Create a crosstabulation for the table above. This uses the pd.crosstab() function.

import FinanceDataReader as fdr
st=pd.Timestamp(2020, 3, 2)
et=pd.Timestamp(2021, 11,29)
na=fdr.DataReader('IXIC', st, et)['Close']
vix=fdr.DataReader('VIX', st, et)['Close']
na1=na.pct_change()
na1=na1.replace(0, method="ffill")
na1=na1.dropna()
na1.head(2)

Date
2020-03-03	-0.029948
2020-03-04	0.038461
Name: Close, dtype: float64

vix1=vix.pct_change()
vix1=vix1.replace(0, method="ffill")
vix1=vix1.dropna()
vix1.head(2)

Date
2020-03-03	0.101735
2020-03-04	-0.131179
Name: Close, dtype: float64

na2=pd.cut(na1, bins=[-1, 0, 1],labels=[0, 1])
na2[:2,]

Date
2020-03-03	0
2020-03-04	1
Categories (2, int64): [0 < 1]

vix2=pd.cut(vix1, bins=[-1, 0, 1], labels=(0, 1))
vix2[:2]

Date
2020-03-03	1
2020-03-04	0
Categories (2, int64): [0 < 1]

ct=pd.crosstab(na2, vix2, rownames=['nasdaq'], colnames=['vix'], margins=True, normalize=True)
ct

vix	0	1	All
nasdaq
0	0.097506	0.308390	0.405896
1	0.462585	0.131519	0.594104
All	0.560091	0.439909	1.000000

Calculate from the results of the cross table above.

p1na=ct.iloc[2,0]
p1vix=ct.iloc[0, 2]
p1=np.around(p1na*p1vix,2)
p1

0.23

# Probability of 'na' increase in vix increase condition
p1naVix=ct.iloc[0,0]
p1naVix

0.09750566893424037

p1_2=p1naVix*p1vix
np.around(p1_2, 2)

0.04

The fact that the above two results p1, p1_2 are different means that the two stocks are not independent. Since the two stocks are not independent, the correlation coefficient between the two data will not be zero.(see correlation analysis) The correlation coefficient between two stocks can be calculated using the DataFrame object.corr() function.

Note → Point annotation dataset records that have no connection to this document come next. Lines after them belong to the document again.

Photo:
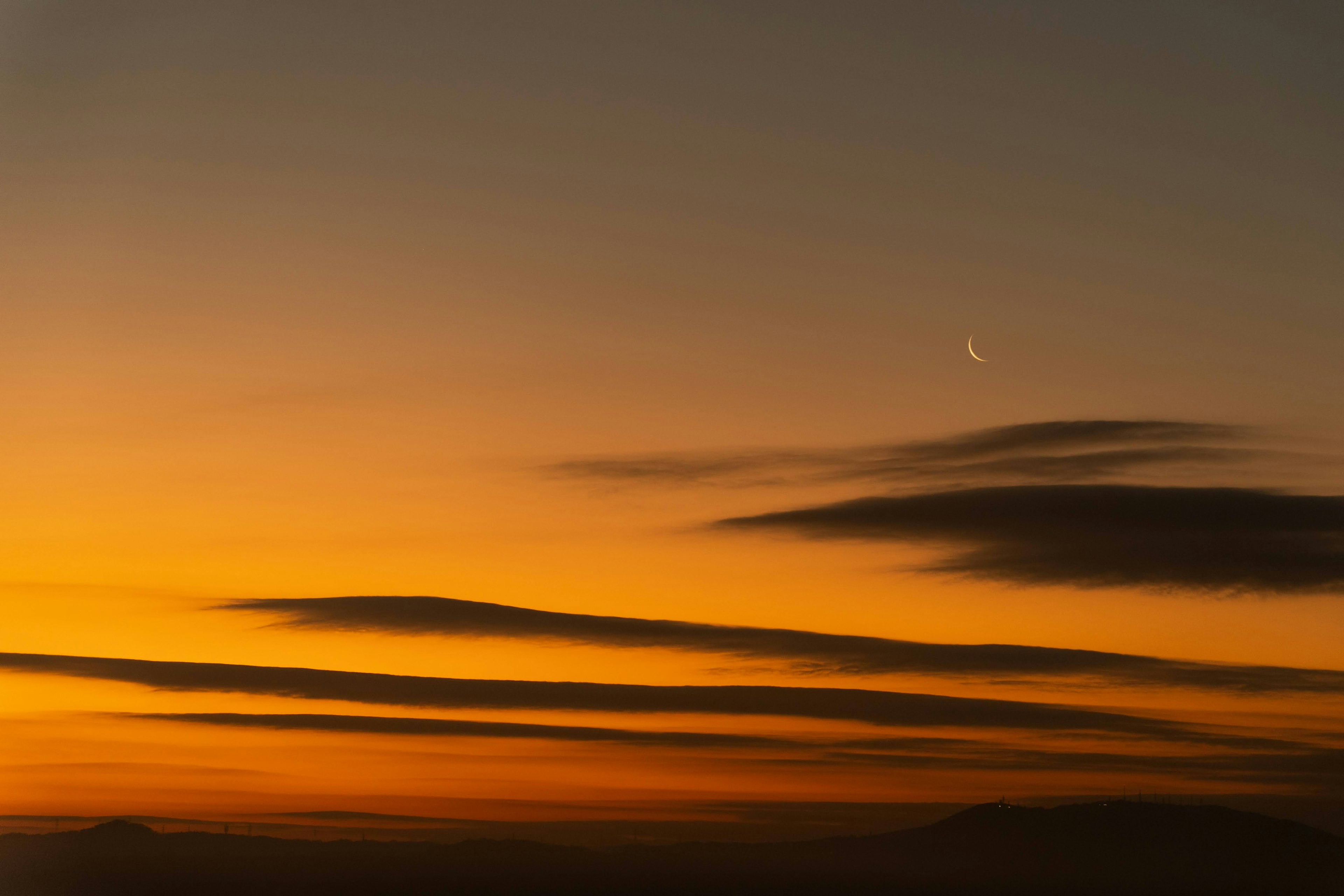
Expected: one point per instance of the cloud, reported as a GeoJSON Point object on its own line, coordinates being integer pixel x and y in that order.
{"type": "Point", "coordinates": [459, 728]}
{"type": "Point", "coordinates": [875, 707]}
{"type": "Point", "coordinates": [1201, 539]}
{"type": "Point", "coordinates": [804, 652]}
{"type": "Point", "coordinates": [1048, 452]}
{"type": "Point", "coordinates": [1289, 763]}
{"type": "Point", "coordinates": [1306, 766]}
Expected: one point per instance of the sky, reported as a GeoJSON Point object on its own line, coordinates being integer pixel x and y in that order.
{"type": "Point", "coordinates": [539, 411]}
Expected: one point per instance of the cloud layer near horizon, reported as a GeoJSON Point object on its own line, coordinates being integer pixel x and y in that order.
{"type": "Point", "coordinates": [804, 652]}
{"type": "Point", "coordinates": [874, 707]}
{"type": "Point", "coordinates": [1289, 763]}
{"type": "Point", "coordinates": [1224, 541]}
{"type": "Point", "coordinates": [1046, 452]}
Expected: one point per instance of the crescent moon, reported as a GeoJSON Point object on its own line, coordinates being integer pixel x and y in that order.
{"type": "Point", "coordinates": [974, 351]}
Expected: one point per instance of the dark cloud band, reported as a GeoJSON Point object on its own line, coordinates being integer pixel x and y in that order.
{"type": "Point", "coordinates": [1203, 539]}
{"type": "Point", "coordinates": [807, 652]}
{"type": "Point", "coordinates": [1048, 452]}
{"type": "Point", "coordinates": [875, 707]}
{"type": "Point", "coordinates": [459, 728]}
{"type": "Point", "coordinates": [1289, 763]}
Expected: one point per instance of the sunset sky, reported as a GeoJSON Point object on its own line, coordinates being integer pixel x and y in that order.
{"type": "Point", "coordinates": [580, 323]}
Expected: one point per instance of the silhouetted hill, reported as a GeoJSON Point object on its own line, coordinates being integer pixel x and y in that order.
{"type": "Point", "coordinates": [995, 848]}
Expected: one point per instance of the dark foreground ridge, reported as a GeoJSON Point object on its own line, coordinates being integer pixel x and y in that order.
{"type": "Point", "coordinates": [994, 848]}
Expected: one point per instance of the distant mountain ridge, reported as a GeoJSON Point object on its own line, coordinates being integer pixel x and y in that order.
{"type": "Point", "coordinates": [1102, 848]}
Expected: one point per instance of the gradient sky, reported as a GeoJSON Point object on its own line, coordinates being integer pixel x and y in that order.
{"type": "Point", "coordinates": [511, 303]}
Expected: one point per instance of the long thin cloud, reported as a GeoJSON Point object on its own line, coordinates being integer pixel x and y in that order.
{"type": "Point", "coordinates": [806, 652]}
{"type": "Point", "coordinates": [1287, 763]}
{"type": "Point", "coordinates": [877, 707]}
{"type": "Point", "coordinates": [1201, 539]}
{"type": "Point", "coordinates": [1046, 452]}
{"type": "Point", "coordinates": [460, 728]}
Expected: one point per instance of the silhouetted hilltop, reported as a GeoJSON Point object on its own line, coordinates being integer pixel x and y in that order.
{"type": "Point", "coordinates": [994, 848]}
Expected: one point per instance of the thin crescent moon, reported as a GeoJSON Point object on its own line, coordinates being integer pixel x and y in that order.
{"type": "Point", "coordinates": [974, 351]}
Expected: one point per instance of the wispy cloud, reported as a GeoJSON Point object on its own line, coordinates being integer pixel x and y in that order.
{"type": "Point", "coordinates": [1262, 762]}
{"type": "Point", "coordinates": [1225, 541]}
{"type": "Point", "coordinates": [803, 652]}
{"type": "Point", "coordinates": [460, 728]}
{"type": "Point", "coordinates": [1048, 452]}
{"type": "Point", "coordinates": [875, 707]}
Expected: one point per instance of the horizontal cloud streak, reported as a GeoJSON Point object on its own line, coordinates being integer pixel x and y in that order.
{"type": "Point", "coordinates": [1203, 539]}
{"type": "Point", "coordinates": [875, 707]}
{"type": "Point", "coordinates": [808, 652]}
{"type": "Point", "coordinates": [459, 728]}
{"type": "Point", "coordinates": [1049, 452]}
{"type": "Point", "coordinates": [1285, 763]}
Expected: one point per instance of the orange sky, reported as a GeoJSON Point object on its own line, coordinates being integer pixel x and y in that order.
{"type": "Point", "coordinates": [303, 303]}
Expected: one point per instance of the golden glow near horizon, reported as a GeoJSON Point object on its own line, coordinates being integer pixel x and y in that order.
{"type": "Point", "coordinates": [312, 301]}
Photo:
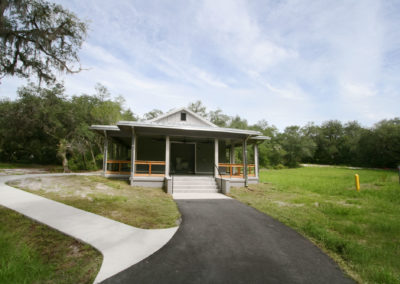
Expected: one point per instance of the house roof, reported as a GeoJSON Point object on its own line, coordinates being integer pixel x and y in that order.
{"type": "Point", "coordinates": [187, 127]}
{"type": "Point", "coordinates": [158, 118]}
{"type": "Point", "coordinates": [164, 126]}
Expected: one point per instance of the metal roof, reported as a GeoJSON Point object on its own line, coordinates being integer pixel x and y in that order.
{"type": "Point", "coordinates": [154, 120]}
{"type": "Point", "coordinates": [191, 128]}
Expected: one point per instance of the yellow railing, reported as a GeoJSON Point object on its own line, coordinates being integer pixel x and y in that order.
{"type": "Point", "coordinates": [123, 167]}
{"type": "Point", "coordinates": [236, 170]}
{"type": "Point", "coordinates": [150, 164]}
{"type": "Point", "coordinates": [118, 167]}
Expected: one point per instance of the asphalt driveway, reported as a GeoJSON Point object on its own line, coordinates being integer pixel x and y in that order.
{"type": "Point", "coordinates": [225, 241]}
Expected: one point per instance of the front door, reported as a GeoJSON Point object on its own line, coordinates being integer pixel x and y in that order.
{"type": "Point", "coordinates": [183, 158]}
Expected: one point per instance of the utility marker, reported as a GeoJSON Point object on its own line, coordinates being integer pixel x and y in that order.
{"type": "Point", "coordinates": [357, 182]}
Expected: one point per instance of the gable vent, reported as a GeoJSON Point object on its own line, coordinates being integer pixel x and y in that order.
{"type": "Point", "coordinates": [183, 116]}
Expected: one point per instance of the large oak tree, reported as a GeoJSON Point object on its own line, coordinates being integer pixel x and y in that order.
{"type": "Point", "coordinates": [39, 38]}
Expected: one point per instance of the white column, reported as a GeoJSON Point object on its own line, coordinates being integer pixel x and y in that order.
{"type": "Point", "coordinates": [256, 159]}
{"type": "Point", "coordinates": [232, 154]}
{"type": "Point", "coordinates": [133, 154]}
{"type": "Point", "coordinates": [245, 162]}
{"type": "Point", "coordinates": [216, 157]}
{"type": "Point", "coordinates": [167, 148]}
{"type": "Point", "coordinates": [105, 153]}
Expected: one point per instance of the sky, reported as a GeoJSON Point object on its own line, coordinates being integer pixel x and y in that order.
{"type": "Point", "coordinates": [288, 62]}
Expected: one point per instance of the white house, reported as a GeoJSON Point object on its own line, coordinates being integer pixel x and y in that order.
{"type": "Point", "coordinates": [179, 143]}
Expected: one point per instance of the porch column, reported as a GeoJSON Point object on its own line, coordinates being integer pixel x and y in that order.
{"type": "Point", "coordinates": [246, 181]}
{"type": "Point", "coordinates": [232, 154]}
{"type": "Point", "coordinates": [105, 153]}
{"type": "Point", "coordinates": [167, 148]}
{"type": "Point", "coordinates": [133, 154]}
{"type": "Point", "coordinates": [256, 160]}
{"type": "Point", "coordinates": [216, 157]}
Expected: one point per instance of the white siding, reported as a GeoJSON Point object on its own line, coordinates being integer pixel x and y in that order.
{"type": "Point", "coordinates": [175, 119]}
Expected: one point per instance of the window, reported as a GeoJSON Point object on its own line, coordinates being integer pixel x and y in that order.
{"type": "Point", "coordinates": [183, 116]}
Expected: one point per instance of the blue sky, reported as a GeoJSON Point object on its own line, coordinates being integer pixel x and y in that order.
{"type": "Point", "coordinates": [289, 62]}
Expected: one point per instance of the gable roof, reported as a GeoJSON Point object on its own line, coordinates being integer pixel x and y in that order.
{"type": "Point", "coordinates": [174, 111]}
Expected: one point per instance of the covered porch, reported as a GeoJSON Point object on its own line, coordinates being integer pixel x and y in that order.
{"type": "Point", "coordinates": [159, 153]}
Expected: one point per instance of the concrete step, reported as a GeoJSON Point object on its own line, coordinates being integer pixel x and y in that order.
{"type": "Point", "coordinates": [188, 187]}
{"type": "Point", "coordinates": [195, 190]}
{"type": "Point", "coordinates": [193, 177]}
{"type": "Point", "coordinates": [183, 183]}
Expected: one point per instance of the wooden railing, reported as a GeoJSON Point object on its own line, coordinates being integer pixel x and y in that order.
{"type": "Point", "coordinates": [236, 170]}
{"type": "Point", "coordinates": [118, 167]}
{"type": "Point", "coordinates": [123, 167]}
{"type": "Point", "coordinates": [150, 164]}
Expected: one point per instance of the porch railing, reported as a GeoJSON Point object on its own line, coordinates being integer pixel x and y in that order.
{"type": "Point", "coordinates": [123, 167]}
{"type": "Point", "coordinates": [118, 167]}
{"type": "Point", "coordinates": [236, 170]}
{"type": "Point", "coordinates": [150, 171]}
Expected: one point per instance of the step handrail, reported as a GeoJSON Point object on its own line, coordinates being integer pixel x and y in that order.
{"type": "Point", "coordinates": [220, 176]}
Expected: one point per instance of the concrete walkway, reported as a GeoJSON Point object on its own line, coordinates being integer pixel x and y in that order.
{"type": "Point", "coordinates": [192, 196]}
{"type": "Point", "coordinates": [121, 245]}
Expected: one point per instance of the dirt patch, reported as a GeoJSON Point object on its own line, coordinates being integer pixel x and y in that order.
{"type": "Point", "coordinates": [7, 172]}
{"type": "Point", "coordinates": [64, 186]}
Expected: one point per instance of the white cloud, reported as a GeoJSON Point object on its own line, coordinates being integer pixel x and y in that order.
{"type": "Point", "coordinates": [288, 62]}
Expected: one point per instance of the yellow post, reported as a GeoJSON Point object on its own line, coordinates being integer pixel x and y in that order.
{"type": "Point", "coordinates": [357, 182]}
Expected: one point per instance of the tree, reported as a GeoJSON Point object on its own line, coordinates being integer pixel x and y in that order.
{"type": "Point", "coordinates": [152, 114]}
{"type": "Point", "coordinates": [238, 122]}
{"type": "Point", "coordinates": [328, 142]}
{"type": "Point", "coordinates": [296, 145]}
{"type": "Point", "coordinates": [218, 118]}
{"type": "Point", "coordinates": [38, 37]}
{"type": "Point", "coordinates": [198, 107]}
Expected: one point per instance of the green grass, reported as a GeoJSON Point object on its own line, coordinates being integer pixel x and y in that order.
{"type": "Point", "coordinates": [147, 208]}
{"type": "Point", "coordinates": [34, 253]}
{"type": "Point", "coordinates": [360, 230]}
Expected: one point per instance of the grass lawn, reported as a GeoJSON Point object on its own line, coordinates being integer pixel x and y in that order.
{"type": "Point", "coordinates": [34, 253]}
{"type": "Point", "coordinates": [360, 230]}
{"type": "Point", "coordinates": [147, 208]}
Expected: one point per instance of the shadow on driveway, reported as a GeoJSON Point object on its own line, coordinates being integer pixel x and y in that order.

data=pd.concat([na, vix], axis=1)
data.columns=['na', 'vix']
data.head()

	na	vix
Date
2020-03-02	8952.2	33.42
2020-03-03	8684.1	36.82
2020-03-04	9018.1	31.99
2020-03-05	8738.6	39.62
2020-03-06	8575.6	41.94

data.corr()

	na	vix
na	1.000000	-0.820456
vix	-0.820456	1.000000

The object data used in the code above is a combination of na and vix data. This binding is applied to the DataFrame.concat() method. Correlation analysis results for two variables in data indicate that there is a very strong inverse relationship between them. In other words, since the two variables are not independent, the probability for the intersection of the two stocks must be calculated by Bayes' theorem.